A song, as we have seen in the previous post about Billie Holiday's "Strange Fruit", is a powerful medium: it can instill strength, empower and inspire a revolution. Today it is Liberation Day in Italy, a public holiday in which the country celebrates the end of Nazi-fascism during the Second World War.
In previous years we looked at this day from different points of views, analysing the informal uniforms of partisans and remembering an artist who had joined the partisans.

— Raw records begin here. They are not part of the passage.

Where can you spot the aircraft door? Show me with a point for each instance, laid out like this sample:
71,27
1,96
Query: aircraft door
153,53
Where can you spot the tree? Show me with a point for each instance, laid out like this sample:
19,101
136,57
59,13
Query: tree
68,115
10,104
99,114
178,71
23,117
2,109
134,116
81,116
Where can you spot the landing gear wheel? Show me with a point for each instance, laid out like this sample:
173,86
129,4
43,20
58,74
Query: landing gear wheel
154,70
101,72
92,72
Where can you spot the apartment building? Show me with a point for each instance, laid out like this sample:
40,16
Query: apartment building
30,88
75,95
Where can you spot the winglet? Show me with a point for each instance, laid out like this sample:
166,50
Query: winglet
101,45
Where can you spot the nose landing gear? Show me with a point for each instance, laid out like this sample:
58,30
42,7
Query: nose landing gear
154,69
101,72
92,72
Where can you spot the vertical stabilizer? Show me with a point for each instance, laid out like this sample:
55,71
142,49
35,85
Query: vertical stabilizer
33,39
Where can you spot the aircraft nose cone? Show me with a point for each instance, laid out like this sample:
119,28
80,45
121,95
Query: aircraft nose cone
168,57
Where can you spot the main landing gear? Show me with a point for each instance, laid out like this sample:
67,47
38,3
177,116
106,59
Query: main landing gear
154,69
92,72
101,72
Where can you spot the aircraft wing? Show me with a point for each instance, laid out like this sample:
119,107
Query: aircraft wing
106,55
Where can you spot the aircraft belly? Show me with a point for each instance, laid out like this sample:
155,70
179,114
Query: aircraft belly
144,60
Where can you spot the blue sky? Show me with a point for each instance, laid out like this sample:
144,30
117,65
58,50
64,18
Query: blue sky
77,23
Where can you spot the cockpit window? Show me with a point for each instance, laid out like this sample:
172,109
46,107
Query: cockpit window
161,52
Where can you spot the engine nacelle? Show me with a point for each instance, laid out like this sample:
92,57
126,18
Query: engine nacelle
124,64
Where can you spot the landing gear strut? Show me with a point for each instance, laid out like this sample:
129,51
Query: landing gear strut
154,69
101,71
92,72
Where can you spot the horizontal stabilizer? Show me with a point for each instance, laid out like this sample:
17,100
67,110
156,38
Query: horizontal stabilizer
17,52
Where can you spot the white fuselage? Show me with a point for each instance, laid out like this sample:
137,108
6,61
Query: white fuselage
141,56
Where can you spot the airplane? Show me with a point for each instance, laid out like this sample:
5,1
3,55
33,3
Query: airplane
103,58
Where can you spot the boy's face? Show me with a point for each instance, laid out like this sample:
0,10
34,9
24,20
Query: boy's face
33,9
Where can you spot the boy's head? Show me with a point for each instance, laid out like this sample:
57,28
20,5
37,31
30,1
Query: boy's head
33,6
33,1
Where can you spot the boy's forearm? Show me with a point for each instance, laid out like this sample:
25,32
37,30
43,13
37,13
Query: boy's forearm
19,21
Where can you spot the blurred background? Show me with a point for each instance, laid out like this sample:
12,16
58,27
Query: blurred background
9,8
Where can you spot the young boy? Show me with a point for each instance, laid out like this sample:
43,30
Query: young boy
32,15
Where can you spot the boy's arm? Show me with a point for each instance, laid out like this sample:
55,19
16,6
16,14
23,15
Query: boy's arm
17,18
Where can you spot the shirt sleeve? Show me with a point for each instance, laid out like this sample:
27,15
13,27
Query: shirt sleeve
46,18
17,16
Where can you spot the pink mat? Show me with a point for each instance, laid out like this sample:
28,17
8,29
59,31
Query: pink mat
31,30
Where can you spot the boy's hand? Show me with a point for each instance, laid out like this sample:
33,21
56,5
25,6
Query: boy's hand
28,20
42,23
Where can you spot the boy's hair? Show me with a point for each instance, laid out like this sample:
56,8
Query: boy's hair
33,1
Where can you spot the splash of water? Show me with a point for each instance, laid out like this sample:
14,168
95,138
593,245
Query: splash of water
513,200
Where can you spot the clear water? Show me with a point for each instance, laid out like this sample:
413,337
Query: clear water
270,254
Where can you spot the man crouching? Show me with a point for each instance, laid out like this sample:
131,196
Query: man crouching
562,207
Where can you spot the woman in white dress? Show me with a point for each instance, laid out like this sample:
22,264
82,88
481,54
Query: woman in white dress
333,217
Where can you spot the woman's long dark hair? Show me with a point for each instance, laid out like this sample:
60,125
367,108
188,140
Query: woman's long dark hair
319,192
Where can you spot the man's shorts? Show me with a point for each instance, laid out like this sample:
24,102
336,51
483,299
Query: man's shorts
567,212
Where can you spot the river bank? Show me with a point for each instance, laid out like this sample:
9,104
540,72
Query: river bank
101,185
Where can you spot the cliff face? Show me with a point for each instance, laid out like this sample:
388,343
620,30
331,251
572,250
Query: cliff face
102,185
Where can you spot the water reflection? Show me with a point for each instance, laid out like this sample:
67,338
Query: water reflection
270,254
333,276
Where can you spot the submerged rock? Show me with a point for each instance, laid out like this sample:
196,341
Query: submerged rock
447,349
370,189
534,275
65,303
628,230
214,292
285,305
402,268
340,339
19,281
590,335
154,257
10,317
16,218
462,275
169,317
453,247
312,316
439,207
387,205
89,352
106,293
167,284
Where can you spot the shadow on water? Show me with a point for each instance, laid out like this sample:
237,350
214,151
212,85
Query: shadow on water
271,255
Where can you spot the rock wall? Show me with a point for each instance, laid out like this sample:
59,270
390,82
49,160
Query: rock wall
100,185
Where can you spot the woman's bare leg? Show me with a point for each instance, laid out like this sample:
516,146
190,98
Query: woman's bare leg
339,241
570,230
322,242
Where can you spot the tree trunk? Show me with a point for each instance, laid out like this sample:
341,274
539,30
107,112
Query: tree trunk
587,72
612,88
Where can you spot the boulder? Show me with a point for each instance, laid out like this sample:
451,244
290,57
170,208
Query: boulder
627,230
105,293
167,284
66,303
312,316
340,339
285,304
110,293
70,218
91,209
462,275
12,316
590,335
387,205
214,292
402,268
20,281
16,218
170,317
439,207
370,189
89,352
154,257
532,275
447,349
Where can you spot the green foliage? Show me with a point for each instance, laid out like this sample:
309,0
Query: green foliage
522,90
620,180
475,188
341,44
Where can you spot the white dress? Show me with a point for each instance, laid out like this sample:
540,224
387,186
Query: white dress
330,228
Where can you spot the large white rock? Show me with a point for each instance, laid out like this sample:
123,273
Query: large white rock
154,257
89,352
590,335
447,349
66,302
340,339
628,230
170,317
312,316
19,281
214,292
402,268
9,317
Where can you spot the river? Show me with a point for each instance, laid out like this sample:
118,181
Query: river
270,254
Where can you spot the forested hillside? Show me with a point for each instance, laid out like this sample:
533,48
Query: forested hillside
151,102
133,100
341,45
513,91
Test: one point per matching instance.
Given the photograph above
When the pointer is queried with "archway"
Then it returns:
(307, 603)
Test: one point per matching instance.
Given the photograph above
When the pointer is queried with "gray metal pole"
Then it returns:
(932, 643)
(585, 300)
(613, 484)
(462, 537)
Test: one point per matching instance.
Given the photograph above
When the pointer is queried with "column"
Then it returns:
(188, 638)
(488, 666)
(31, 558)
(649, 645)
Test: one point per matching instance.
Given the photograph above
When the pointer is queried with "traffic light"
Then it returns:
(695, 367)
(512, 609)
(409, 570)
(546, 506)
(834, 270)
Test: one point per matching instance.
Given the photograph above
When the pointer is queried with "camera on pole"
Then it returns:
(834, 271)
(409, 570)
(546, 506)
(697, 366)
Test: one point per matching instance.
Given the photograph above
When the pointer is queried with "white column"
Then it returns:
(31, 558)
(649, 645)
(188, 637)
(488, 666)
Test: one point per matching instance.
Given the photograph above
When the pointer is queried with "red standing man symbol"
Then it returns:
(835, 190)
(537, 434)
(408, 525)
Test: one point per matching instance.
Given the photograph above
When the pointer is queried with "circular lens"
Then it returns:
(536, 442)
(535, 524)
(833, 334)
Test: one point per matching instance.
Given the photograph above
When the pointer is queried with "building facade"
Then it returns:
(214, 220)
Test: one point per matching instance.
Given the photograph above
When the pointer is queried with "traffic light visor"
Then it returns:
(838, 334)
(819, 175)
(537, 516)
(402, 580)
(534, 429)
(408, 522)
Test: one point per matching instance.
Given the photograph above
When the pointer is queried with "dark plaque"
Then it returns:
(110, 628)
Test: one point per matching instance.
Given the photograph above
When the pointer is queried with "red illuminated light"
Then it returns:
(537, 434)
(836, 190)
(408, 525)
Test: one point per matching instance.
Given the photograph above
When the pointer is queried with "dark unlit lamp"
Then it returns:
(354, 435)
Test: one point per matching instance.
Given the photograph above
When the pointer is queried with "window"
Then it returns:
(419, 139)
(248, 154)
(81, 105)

For this post let's move onto music with a new release dedicated to Liberation Day in Italy - the album "Resistenza Ieri e Oggi - Canzoni e Poesie sulla Resistenza nel Mondo" (Resistance Yesterday and Today - Songs and Poems about the Resistance from the World).
Released today by Kutmusic, restored and remastered by Riccardo Ricci / Velvet Room Mastering, UK, the album was originally published by ENAL in 1975 (a year marking the 30th annivesary of the Italian Resistance).
This album, with arrangements and conducting by maestro Gerardo Iacoucci and his orchestra, includes a wide range of tracks to remember and get inspired even nowadays. After all there are many causes we should be fighting for: we are collectively facing the challenges of the health emergency caused by Coronavirus, but we still have to fight against racism, inequalities and injustices, so the Italian resistance should be an inspiration.
Some of the tracks included in the album are instrumental, but there are also spoken word tracks, prayers and dedications to partisans who fought for freedom (it is worth remembering that among them there were quite a few women who haven't been often acknowledged by history) by Riccardo Cucciolla, Franca Salerno, Massimo Dapporto and many more with texts by Alexandros Panagulis, Pablo Neruda and Teresio Olivelli.
Among the other tracks there are the Italian version of "El pueblo unido jamás será vencido" (originally composed by Sergio Ortega with a text by Quilapayún, but popularised by the Chilean band Inti-Illimani who took up residence in Italy after the 1973 coup d'etat by Augusto Pinochet), "La Libertà" by Giorgio Gaber (performed by Amanda and I Cantori Moderni di Alessandroni) and resistance anthem "Bella Ciao" sung by Miranda Martino and the Cantori Moderni di Alessandroni.
A moving hymn about fighting and dying for freedom readapted in different countries, including Turkey and Brazil, by a wide variety of performers (Manu Chao and Goran Bregovic among the others), popularised in recent years by the Netflix series "La casa de Papel" (Money Heist) in its readaptation by Manu Pilas, "Bella Ciao" has unclear origins.
Some say that before the war the song was usually sung by the mondine, the female rice paddy field workers of the Po Valley, lamenting their working conditions and that an unknown author then readapted the song during the Second World War and the lyrics were changed to tell the story of a young man leaving to join the partisans. Others claim that the mondine's version came after the war and that the partisans' "Bella Ciao" derived its structure and melody from different folk and traditional songs. Whatever the origin, it remains a powerful ballad.